In another exchange, Biden appeared to suggest that nobody would be able to convince him to suspend his re-election bid, saying: “If the Lord almighty tells me to, I might do that.”

“It seems that the only person who still believes Biden should still be in the race is Biden,” said one top Democratic donor. Another Democratic donor called the interview “pathetic”, while another said it was “too little, too late”.

Many Democratic lawmakers, party operatives and influential donors have privately called for Biden to suspend his re-election campaign after last week’s debate reignited questions about the president’s age and fitness for office. But more critics have been willing to go public with their concerns in recent days.

Maura Healey, the Democratic governor of Massachusetts, became the first state governor to suggest Biden step aside on Friday. Healey was among governors who met the president for emergency talks at the White House this week.

She issued a statement urging him to “listen to the American people and carefully evaluate whether he remains our best hope to defeat Donald Trump”.

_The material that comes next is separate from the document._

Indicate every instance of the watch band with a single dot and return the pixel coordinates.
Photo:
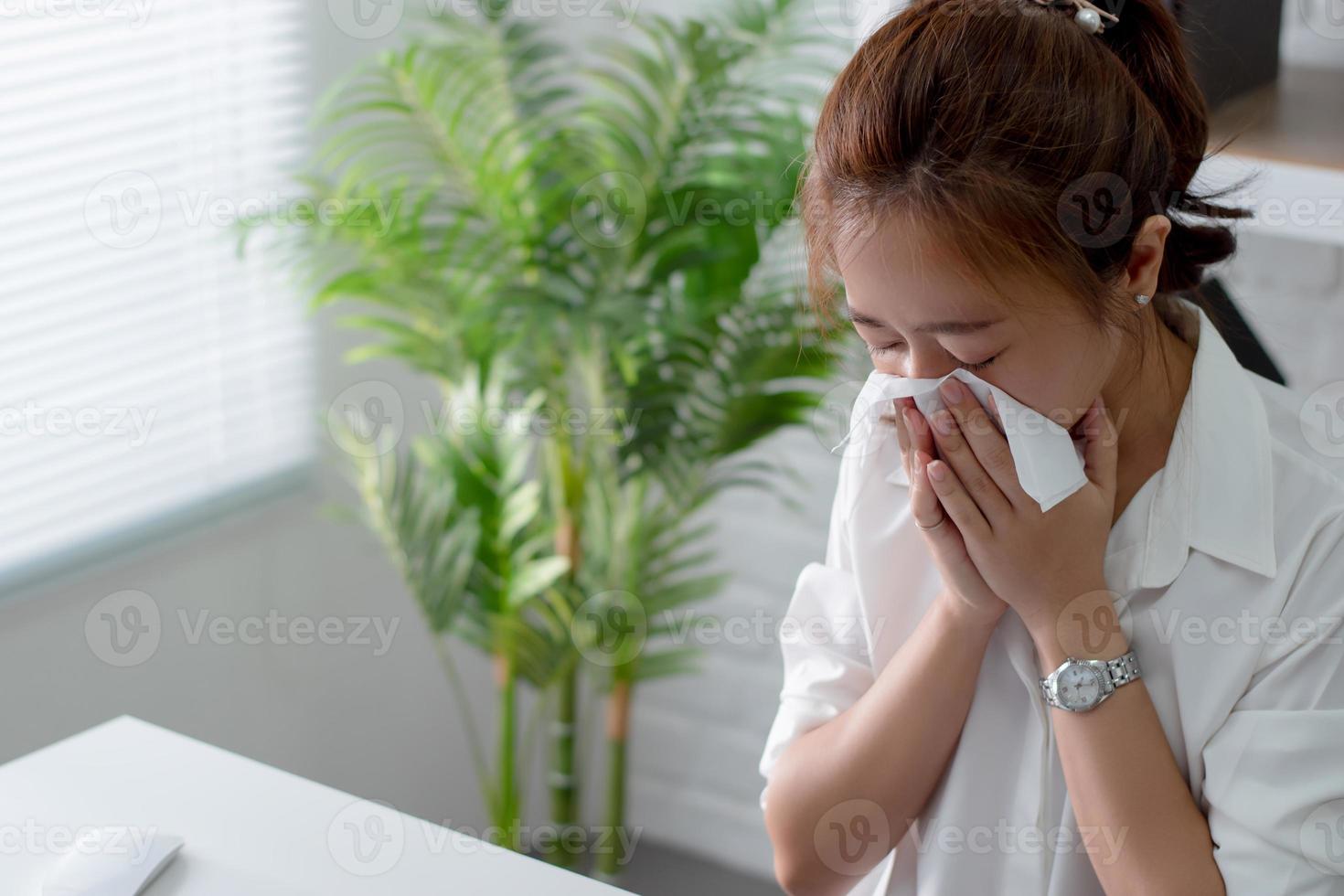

Meanwhile, the Washington Post reported on Friday that Mark Warner, a senator from Virginia, was working to assemble a group of Democratic senators to ask Biden to exit the race. A spokesperson for Warner did not respond to a request for comment.

Earlier on Friday, Biden delivered a defiant speech in Wisconsin, a swing state, telling a crowd of supporters that he would not bow to the mounting pressure on him to quit.

“Let me say this as clearly as I can: I’m staying in the race. I’ll beat Donald Trump.”

Reporters travelling with Biden noted several people standing outside the venue where he spoke in Wisconsin holding signs urging him to “bow out” and “pass the torch”. Another sign read: “Give it up, Joe.”

His campaign on Friday said it would spend another $50mn on advertising in the month of July, including for ad spots that would run during this month’s Republican National Convention and the Olympics.

Biden’s vice-president Kamala Harris, California governor Gavin Newsom and Michigan governor Gretchen Whitmer — all seen as possible candidates should Biden step aside — have remained publicly loyal to the president’s campaign. At a July 4 celebration at the White House on Thursday evening, Biden joined hands with his vice-president as some people in the crowd chanted, “four more years”.

But other prominent Democrats are more reluctant to share the stage with the president. When Biden visited Wisconsin on Friday, he was joined by the state’s Democratic governor, Tony Evers — but not Tammy Baldwin, the state’s Democratic senator, who is polling far ahead of the president.

The latest FiveThirtyEight polling average shows Trump leading Biden by just shy of two points in Wisconsin.